Their latest collaboration is the STABLE Act. Among other things, the proposed legislation would require the issuers of stablecoins—digital assets designed to hold their value—to get a banking charter as well as approval from the Federal Reserve and FDIC. Stablecoin issuers would also have to be FDIC-insured or keep adequate reserves.
But, the law, should it be enacted, would have the consequence (unintended or not) of holding criminally liable the individuals who help validate and maintain the public, decentralized networks, such as Ethereum, upon which stablecoins operate. That includes node operators.
That has Peter Van Valkenburgh, research director of crypto advocacy group Coin Center, concerned.
While the bill doesn’t criminalize smart contracts, he wrote, instead it makes it illegal to run the software—the Ethereum network—that might process smart contracts for stablecoins such as Dai. “By targeting stablecoins this bill would have the effect of also destroying the larger Ethereum network and any other smart-contract-enabled public blockchain as necessary collateral damage,” he said.

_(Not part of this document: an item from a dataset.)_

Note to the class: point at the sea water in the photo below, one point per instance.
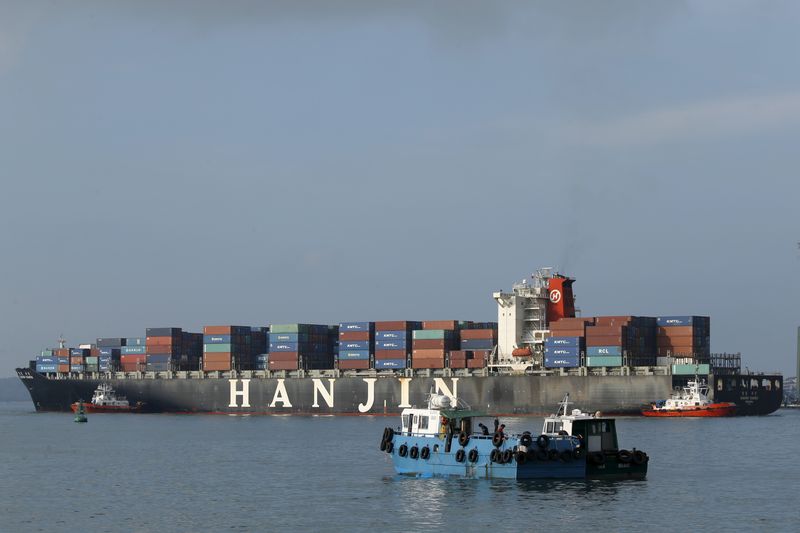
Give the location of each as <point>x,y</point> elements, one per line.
<point>163,473</point>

Grey told Decrypt in a phone interview that the bill isn’t about going after decentralized networks like Bitcoin or Ethereum. In fact, he has some of the same privacy-oriented goals as those open networks—but stablecoins are different, he said.
“We think that it’s more important to preserve anonymous decentralized privacy when it comes to public money than forms of private money,” he said. “The idea that we don’t care about privacy is bullshit…I care so much that I think the only fight worth having is over public money, and that all this stuff about DeFi is just a mistake of attention and focus.”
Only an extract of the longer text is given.